Herr Starzmann, nicht nur wir haben widersprochen. Hören Sie endlich auf, uns diese Vorwürfe zu machen. Ihre eigenen Regierungsmitglieder in Bund und Ländern haben genauso gehandelt.
Die damalige Gesundheitsministerin, Frau Fischer, hat in einer gemeinsamen Sitzung von Bundestagsausschüssen den Entscheidungsprozess im Bundesrat als Anlage mitgeliefert. Am 26. Juni 1998 wurde einstimmig das InKraft-Treten der Verordnung zum Ausschluss und zur Entsorgung von Risikomaterial vom 1. Januar 1998 auf den 1. Januar 1999 verschoben. Dies geschah mit den Stimmen aller von Ihnen geführten Regierungen. Am 17. Mai wurde das In-Kraft-Treten einstimmig auf den 1. Januar 2000 verschoben.

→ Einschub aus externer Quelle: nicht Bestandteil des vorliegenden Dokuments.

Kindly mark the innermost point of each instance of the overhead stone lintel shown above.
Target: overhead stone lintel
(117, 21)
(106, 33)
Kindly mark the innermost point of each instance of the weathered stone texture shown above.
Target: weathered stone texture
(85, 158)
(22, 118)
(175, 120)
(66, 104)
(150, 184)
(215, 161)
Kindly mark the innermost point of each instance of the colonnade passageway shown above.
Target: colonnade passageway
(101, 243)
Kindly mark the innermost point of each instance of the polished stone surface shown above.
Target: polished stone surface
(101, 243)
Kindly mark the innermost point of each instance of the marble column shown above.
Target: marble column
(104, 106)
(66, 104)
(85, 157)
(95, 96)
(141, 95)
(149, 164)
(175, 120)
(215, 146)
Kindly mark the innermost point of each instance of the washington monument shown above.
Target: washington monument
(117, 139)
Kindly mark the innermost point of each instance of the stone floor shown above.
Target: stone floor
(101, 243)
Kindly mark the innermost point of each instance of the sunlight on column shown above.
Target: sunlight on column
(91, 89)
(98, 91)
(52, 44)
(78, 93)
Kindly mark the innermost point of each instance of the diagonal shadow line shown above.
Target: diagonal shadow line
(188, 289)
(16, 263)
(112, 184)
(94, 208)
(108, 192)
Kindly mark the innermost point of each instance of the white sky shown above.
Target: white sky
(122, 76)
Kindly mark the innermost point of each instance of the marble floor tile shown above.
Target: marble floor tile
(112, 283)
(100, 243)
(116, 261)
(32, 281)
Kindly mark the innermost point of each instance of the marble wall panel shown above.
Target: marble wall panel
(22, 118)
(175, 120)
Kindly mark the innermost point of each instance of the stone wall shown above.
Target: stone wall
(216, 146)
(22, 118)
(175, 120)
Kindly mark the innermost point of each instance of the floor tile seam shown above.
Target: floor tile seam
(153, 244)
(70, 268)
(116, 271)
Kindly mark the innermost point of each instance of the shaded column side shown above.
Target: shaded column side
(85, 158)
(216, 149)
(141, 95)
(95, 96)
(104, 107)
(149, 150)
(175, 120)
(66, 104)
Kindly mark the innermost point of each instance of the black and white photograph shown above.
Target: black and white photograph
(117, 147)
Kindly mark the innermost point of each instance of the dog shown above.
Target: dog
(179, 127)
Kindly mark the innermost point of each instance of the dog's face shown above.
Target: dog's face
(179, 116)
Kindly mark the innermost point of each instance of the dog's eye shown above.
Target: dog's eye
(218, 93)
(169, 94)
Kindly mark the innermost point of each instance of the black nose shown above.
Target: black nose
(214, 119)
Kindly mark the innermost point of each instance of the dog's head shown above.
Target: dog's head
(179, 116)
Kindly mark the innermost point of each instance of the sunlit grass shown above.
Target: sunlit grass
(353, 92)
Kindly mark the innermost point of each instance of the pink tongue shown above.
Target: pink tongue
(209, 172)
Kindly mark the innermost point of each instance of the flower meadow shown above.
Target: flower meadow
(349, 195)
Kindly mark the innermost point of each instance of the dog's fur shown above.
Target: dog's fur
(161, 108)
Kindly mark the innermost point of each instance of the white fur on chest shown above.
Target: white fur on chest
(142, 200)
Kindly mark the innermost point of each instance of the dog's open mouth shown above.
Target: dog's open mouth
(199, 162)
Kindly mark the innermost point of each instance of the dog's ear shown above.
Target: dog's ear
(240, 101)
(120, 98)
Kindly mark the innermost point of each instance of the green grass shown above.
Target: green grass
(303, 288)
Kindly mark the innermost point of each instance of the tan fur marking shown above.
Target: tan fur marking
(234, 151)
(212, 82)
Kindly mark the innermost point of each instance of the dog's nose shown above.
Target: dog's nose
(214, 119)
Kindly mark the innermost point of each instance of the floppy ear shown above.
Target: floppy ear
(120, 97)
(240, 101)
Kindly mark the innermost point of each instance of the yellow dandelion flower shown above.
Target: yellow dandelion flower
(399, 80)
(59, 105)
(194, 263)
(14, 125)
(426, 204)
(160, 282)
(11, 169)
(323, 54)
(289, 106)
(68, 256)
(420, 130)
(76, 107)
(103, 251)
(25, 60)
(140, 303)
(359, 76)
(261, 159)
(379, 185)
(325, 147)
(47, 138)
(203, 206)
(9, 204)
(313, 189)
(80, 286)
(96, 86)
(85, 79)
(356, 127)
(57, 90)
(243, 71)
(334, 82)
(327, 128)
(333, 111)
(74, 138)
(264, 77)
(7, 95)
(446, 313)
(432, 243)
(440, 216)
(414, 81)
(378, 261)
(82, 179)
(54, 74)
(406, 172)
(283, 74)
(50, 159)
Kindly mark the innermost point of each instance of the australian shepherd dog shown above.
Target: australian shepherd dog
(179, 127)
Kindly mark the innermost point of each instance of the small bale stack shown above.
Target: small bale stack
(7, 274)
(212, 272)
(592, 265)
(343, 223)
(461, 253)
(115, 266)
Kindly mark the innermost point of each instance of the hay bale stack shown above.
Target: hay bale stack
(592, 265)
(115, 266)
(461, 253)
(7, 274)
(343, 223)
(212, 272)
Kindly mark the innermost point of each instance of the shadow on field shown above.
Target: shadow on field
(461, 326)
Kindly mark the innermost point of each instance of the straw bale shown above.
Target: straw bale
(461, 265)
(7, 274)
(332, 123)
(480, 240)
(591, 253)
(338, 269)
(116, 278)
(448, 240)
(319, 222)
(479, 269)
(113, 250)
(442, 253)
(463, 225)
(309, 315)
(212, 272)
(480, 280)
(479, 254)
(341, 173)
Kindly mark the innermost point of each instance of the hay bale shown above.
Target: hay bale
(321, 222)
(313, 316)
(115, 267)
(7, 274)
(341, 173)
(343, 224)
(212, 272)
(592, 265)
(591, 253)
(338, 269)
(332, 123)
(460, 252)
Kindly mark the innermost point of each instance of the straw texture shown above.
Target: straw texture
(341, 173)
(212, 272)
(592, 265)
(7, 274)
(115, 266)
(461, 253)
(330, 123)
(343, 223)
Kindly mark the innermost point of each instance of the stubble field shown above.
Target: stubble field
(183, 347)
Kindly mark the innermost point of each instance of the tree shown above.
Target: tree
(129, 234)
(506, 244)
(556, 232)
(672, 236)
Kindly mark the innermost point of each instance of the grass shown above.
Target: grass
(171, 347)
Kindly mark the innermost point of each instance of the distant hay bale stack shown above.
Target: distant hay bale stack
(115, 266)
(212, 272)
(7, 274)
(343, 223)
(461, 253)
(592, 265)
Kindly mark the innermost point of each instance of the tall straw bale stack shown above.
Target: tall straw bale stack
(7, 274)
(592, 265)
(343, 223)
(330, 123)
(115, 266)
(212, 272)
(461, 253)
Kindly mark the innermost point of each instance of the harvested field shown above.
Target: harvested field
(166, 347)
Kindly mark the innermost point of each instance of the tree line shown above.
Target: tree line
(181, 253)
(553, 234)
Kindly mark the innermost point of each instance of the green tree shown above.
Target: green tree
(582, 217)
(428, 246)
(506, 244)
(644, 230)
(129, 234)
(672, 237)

Auch dies geschah mit den Stimmen aller von Ihnen geführten Regierungen. Am 20. April 2000 wurde das In-Kraft-Treten noch einmal verschoben. Die Verordnung trat schließlich zum 1. Oktober 2000 in Kraft. Herr Kollege Dr. Dürr, auch Ihre
hochgelobte Ministerin Höhn hat mitgestimmt. Hören Sie endlich mit der unredlichen Argumentation auf, in Bayern sei etwas anderes als in den anderen Bundesländern vertreten worden.
Meine Damen und Herren, ich möchte Folgendes hinzufügen: Die Opposition im Bayerischen Landtag hat, nach all den mir verfügbaren Unterlagen, nie einen Antrag auf eine generelle gesonderte Beseitigung von Risikomaterial gestellt. Wenn Sie so wachsam waren und alles so genau gewusst haben, frage ich Sie, wo die wachsame Opposition war, die auf diese Dinge hingewiesen hat. Wenn Sie uns oder einer Ministerin vorwerfen, dass wir den Sachverhalt nicht frühzeitig und sensibel genug gesehen haben, frage ich Sie, wo Sie als Opposition waren. Herr Kollege Dr. Dürr, wo waren Sie mit Ihrem großen Geschrei, wenn Sie keinen entsprechenden Antrag im Landtag gestellt haben?
Herr Kollege Maget, ich bezeichne Ihren Versuch als schäbig, dem Ministerpräsidenten eine Sonderverantwortung zuzuweisen, weil er in einer Rede im Jahre 1998 das Gleiche zum Thema der Aussonderung von Risikomaterial vertreten hat, wie alle in Verantwortung stehenden Politikerinnen und Politiker der SPD. So etwas ist infam und unredlich.